傳旨太監立於帥帳正中,展開明黃聖旨,朗聲宣讀:“奉天承運皇帝,詔曰:校尉陸朝征戰果敢,驍勇破敵,安定邊境,戰功卓著。今特冊封護國大將軍,即刻卸甲歸京,入朝覆命,欽此!”
陸婉兮跪下領旨,聲音穩得聽不出任何情緒。
“臣,領旨。”
朝堂上燕溪山一身明黃龍袍端坐高位。
陸婉兮俯身叩拜,他微微欠了欠身:“愛卿免禮。”
散朝後傳旨太監引她去了養心殿。
燕溪山坐在案後,面前擺了只酒盞沒碰,見她進來便開了口:“你還是和從前一樣驍勇。有你在,朕何愁江山不穩?”
陸婉兮站在殿中沒動:“你最終還是選了皇權。”
燕溪山自嘲地笑了一下,把酒盞轉了半圈:“最初便是想爭這個皇位。後來因為你,朕改去學醫。可你如今上了前線入了官場,也唯有這皇位能護你周全了。”
陸婉兮俯身叩拜下去。
燕溪山看著她,眼眶微微泛紅,停頓了很久才開口:“蕭策安已經死了,難道你真的打算獨身一輩子?”
陸婉兮沒答話。
燕溪山站起身,聲音裡壓著一絲不易察覺的顫:“若朕說,朕想讓你做朕的皇后。朕願為你遣散後宮,此生只你一人。你可願意?”

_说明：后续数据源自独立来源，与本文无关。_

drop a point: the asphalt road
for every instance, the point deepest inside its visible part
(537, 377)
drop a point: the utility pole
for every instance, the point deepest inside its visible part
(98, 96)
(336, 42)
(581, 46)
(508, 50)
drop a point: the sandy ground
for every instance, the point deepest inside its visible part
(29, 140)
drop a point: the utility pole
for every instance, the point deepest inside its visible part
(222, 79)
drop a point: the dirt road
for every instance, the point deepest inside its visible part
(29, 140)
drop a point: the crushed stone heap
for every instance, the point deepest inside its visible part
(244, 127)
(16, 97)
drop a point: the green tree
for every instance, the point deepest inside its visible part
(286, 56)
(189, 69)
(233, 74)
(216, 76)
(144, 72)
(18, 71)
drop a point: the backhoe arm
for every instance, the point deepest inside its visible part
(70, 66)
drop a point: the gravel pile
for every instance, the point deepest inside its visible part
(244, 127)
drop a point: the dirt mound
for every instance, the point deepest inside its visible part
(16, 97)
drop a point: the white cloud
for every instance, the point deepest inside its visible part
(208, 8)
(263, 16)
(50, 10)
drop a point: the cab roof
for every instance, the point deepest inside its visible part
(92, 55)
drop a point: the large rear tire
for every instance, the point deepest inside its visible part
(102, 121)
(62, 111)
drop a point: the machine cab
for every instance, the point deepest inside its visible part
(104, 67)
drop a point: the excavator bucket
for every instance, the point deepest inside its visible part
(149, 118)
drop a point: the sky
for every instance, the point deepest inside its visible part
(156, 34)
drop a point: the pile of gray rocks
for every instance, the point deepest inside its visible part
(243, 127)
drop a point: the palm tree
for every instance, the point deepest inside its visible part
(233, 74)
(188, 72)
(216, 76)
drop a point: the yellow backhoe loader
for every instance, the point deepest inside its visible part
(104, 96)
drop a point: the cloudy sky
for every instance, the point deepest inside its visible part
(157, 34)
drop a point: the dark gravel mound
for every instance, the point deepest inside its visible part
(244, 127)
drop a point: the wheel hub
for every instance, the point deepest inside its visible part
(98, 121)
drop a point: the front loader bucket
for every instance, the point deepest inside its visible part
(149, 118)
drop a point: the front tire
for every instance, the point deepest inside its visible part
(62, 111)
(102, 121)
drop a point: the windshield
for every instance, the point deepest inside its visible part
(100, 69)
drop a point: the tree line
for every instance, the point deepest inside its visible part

陸婉兮抬眼看他,神色平靜:“臣多謝陛下厚愛。只是臣不願再做任何人的附庸。做皇后,遠不如做個將軍逍遙自在。”
燕溪山垂下眼,沉默了很久。
最後輕嘆一聲:“你既這般說,朕懂了。”
此後陸婉兮常駐邊關,手握兵符,一人之下萬人之上。
燕溪山登基數十年,勤政愛民,四海昇平,後宮卻始終空懸。
陸婉兮又一次大勝歸來,騎著高頭大馬行過主街。
兩邊百姓歡呼聲湧上來,她目光無意識地掃過街邊一座樓閣。
二層視窗站著一道熟悉的身影,遠遠望著她,唇角彎了一下。
她勒了一下韁繩,再看時那道身影已經不見了。
她面前是初升的朝陽,漫天金光鋪滿長街。